UN urges resumed talks between Kosovo and Serbia on conflict’s toll of missing

14 January 2005
UNMIK chief Søren Jessen-Petersen

The United Nations administrator for Kosovo today called for a resumption of direct talks between Serbia and the province to resolve the issue of more than 3,000 people still missing five years after the North Atlantic Treaty Organization (NATO) drove out Yugoslav troops amid ethnic fighting between Albanians and Serbs.

“This is above all else a humanitarian issue,” Secretary General Kofi Annan’s Special Representative Søren Jessen-Petersen said in Geneva, where he met with the president of the International Committee of the Red Cross (ICRC), Jakob Kellenberger.

“The families of missing persons have been suffering for a long time. I am grateful for the ICRC’s offer to take a lead role in facilitating dialogue because we now need to move on this issue. It has been dormant for too long.”

Further delays, he added, would only aggravate the suffering of families in all the communities involved. They had a right to know what had happened to their loved ones.
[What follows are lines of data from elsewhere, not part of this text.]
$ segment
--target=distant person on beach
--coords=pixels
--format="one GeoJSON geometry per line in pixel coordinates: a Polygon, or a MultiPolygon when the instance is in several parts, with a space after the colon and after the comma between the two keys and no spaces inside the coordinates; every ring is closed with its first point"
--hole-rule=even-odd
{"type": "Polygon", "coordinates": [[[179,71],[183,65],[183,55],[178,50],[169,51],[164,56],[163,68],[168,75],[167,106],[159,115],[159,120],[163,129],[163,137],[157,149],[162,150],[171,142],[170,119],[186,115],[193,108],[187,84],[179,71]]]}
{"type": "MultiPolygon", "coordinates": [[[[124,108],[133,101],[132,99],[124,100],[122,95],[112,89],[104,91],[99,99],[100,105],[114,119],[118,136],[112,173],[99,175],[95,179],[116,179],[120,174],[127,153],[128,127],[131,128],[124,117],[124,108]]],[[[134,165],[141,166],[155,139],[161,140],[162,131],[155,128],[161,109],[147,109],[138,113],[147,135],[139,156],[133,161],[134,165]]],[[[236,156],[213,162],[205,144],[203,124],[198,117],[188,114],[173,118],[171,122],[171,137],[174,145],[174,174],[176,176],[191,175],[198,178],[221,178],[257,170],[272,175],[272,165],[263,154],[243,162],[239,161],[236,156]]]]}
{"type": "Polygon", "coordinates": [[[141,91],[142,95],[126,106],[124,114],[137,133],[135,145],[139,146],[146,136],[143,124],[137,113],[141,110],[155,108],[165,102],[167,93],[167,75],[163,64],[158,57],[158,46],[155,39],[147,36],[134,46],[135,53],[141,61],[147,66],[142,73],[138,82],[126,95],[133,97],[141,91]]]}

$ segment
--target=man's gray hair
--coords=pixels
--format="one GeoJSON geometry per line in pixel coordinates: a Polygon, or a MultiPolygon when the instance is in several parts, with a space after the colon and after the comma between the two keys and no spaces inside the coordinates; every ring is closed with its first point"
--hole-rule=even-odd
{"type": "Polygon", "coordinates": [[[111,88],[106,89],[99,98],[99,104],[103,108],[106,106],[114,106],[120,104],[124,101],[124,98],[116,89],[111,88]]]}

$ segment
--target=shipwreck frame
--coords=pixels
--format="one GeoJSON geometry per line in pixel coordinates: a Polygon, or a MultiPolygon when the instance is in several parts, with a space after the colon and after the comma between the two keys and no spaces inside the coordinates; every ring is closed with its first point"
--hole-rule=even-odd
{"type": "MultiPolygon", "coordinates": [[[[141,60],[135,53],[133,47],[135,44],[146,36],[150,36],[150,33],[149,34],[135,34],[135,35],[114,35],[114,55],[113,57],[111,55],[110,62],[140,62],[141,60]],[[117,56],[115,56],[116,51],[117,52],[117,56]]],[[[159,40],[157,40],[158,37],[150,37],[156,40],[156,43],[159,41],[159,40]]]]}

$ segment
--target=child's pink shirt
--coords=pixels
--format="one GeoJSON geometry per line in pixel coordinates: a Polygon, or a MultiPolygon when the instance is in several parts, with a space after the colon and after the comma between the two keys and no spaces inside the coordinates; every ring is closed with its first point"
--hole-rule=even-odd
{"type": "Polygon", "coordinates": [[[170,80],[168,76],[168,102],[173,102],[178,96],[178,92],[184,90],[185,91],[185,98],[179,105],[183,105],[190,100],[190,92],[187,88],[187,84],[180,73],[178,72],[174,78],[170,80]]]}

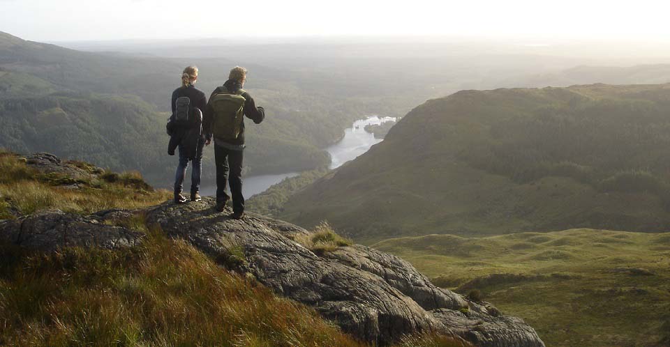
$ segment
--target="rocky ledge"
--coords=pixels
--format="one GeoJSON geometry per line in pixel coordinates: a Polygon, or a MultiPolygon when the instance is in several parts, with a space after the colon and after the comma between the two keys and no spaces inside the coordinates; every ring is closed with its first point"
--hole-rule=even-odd
{"type": "MultiPolygon", "coordinates": [[[[214,205],[206,198],[140,212],[170,237],[188,240],[219,263],[253,276],[278,294],[311,306],[345,332],[378,345],[405,334],[437,332],[475,346],[544,346],[522,320],[434,286],[396,256],[362,245],[318,255],[293,240],[308,233],[300,227],[254,214],[232,219],[230,211],[217,213],[214,205]]],[[[141,233],[105,222],[128,215],[45,213],[0,222],[0,240],[44,249],[132,247],[142,241],[141,233]]]]}

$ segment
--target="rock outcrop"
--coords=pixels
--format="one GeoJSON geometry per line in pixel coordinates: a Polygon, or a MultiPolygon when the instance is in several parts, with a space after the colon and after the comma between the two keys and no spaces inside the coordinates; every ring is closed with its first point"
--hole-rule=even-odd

The UN Interim Administration Mission in Kosovo (UNMIK), which has run the province since 1999, “is ready to move on this issue straight away with the backing of the international community,” Mr. Jessen-Petersen said.

A resumption of direct dialogue between the two sides would accelerate the process of returning mortal remains. Better exchange of information would also help overcome technical difficulties and make it easier to determine the whereabouts of missing persons, as well as improve coordination between the different agencies involved.

Mr. Kellenberger reaffirmed his organization’s commitment to chairing a working group bringing together representatives of the two sides, which has only met once since it was set up in March 2004, to find out what has happened to the missing.